Pour les femmes plus âgées, les préoccupations sont liées à l’école, la santé, la violence, le travail.
Nirantar revendique une approche féministe. C’est-à-dire ?
Archana Dwivedi : Notre objectif dépasse la question de l’accès à l’éducation. Nous souhaitons influencer le système éducatif lui-même. Car ce dernier renforce souvent les divisions de genre. Nous tentons de faire émerger chez les femmes de nouvelles réflexions.
Nous les interrogeons sur leurs connaissances, pour comprendre leur point de vue. Par exemple, qu’est-ce que le travail ? Comment le définissent-elles ? De quel travail parle-t-on ? Quel est celui qui est mis en valeur, celui des femmes marginalisées non payées, ou celui des hommes ?
Nous cherchons à créer un autre regard. Une manière de questionner la place des femmes dans l’histoire. On fait ainsi évoluer les manuels et les bases des cours, écrits dans un langage très simple, accessibles à toute.
Nous utilisons beaucoup les jeux de rôles permettant aux femmes de revivre certaines situations, avec des histoires ou des vidéos dont le contexte entre en résonnance avec leurs propres histoires. Par exemple pour évoquer les discriminations de caste et de genre. Ces jeux permettent des prises de conscience et des réflexions pour voir comment réagir.
Vous évoquez notamment la chasse aux sorcières, cette pratique reste fréquente au Bihar.
Archana Dwivedi : De nombreuses recherches soulignent combien la chasse aux sorcières est liée à la question de la propriété ou de faveurs sexuelles. Le Bihar est un État féodal, les castes continuent à y jouer un rôle très fort.
Ces femmes appartiennent souvent aux communautés les plus marginalisées.
Les accusations de sorcellerie concernent au premier chef les veuves ou les femmes sans protection d’un homme.
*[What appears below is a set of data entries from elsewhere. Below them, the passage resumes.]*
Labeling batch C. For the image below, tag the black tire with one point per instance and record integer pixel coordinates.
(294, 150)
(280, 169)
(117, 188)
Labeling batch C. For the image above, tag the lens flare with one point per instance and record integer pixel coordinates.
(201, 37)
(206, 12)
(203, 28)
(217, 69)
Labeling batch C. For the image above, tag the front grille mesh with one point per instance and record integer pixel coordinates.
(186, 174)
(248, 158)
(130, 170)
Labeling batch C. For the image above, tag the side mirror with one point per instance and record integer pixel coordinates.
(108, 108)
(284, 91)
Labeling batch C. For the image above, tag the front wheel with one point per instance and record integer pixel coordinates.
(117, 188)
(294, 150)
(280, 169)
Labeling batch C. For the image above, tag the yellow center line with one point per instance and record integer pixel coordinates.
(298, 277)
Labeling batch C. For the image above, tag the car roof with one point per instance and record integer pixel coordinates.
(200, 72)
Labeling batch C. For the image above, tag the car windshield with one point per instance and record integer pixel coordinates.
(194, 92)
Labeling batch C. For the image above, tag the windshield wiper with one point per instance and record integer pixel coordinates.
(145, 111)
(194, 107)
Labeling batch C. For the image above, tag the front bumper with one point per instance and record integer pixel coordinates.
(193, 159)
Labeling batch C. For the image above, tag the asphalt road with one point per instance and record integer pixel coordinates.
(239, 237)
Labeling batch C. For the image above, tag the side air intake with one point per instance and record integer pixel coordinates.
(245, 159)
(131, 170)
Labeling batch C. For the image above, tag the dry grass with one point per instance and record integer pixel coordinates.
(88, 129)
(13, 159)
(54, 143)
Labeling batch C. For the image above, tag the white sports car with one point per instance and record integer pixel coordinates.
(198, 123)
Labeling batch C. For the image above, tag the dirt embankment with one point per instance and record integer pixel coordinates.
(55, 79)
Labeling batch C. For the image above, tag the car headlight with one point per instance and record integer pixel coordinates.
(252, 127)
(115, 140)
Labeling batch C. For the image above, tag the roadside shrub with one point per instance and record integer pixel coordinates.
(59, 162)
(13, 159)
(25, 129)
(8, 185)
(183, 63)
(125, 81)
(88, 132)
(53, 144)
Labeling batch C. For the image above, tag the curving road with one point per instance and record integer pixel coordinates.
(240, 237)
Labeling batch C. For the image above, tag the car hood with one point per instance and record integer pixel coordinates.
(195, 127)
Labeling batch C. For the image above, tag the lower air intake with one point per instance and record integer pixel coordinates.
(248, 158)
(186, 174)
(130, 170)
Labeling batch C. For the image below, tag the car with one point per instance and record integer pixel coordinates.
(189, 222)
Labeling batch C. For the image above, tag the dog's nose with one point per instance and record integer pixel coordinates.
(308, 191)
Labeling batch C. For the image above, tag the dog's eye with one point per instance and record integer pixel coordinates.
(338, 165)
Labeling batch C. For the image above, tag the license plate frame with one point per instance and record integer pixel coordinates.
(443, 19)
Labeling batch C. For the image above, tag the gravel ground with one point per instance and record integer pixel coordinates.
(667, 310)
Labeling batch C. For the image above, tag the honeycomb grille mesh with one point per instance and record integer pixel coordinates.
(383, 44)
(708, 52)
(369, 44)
Cette accusation permet de les déposséder de leur patrimoine, de leur terre.
Vous soutenez aussi les nari adalat, un mécanisme de résolution des conflits à l’intention des femmes et par les femmes.
Santosh Sharma : On compte 24 nari adalat dans sept districts au Bihar. Il s’agit d’une sorte de juridiction, de lieux de conseils, qui se réunit deux fois par mois, où sont débattus des questions de droits, de garde des enfants, de propriété, de dispute familiale, de violence domestique. C’est un lieu où les femmes ne se sentent pas jugées. Cela leur offre un recours. Elles interrogent leurs pairs sur ce qu’elles peuvent faire et n’attendent pas forcément une décision, une sanction mais un conseil.
Aucun lien organique n’existe entre ces nari adalat, la police et le tribunal. Dans certains districts, la police suggère aux femmes de s’adresser au nari adalat, car ils pensent qu’elles y seront mieux écoutées. Il arrive que le tribunal reconnaisse les notes du conseil des femmes, mais cela n’est pas courant.
Les femmes qui y siègent sont souvent reconnues par la communauté comme des personnes aptes, qui connaissent bien les lois. Elles ont démontré leur impartialité. Elles écoutent le point de vue des femmes et des hommes. Les accusés décident de suivre les conclusions du conseil.
Archana Dwivedi : Ce système est une alternative au long et tortueux chemin des tribunaux dans lesquels, parfois, au bout de 15 ans de procédure, il n’y a toujours aucun résultat. Les nari adalat sont un espace qui ne nécessite pas de ressources. La victime ne cherche pas nécessairement une punition du coupable. Elle attend plutôt une résolution du conflit. Par exemple, dans notre système féodal, les hommes pensent que c’est leur droit de frapper les femmes, qu’il n’y a rien de mal à cela. Il faut leur expliquer que ce n’est pas un droit.
Les membres des classes et castes dominantes n’écoutent pas ce que des femmes pauvres leur disent, mais ils savent que le nari adalat joue un rôle de contre-pouvoir. Cela peut modifier leur attitude.
Rencontrez-vous de la résistance de la part des hommes et des institutions dans votre démarche féministe ?
Archana Dwivedi : Si nous parlions d’approche féministe, nous aurions des résistances. Donc nous préférons parler de justice de genre. Nous nous appuyons sur la Constitution qui garantit l’égalité des droits.
Les travailleuses sociales reçoivent de nombreuses menaces. Elles sont très courageuses. Elles savent qu’elles ne peuvent pas s’opposer frontalement aux hommes de haute caste qui harcèlent ou ciblent les femmes dalit. La solidarité au sein de leurs groupes est essentielle.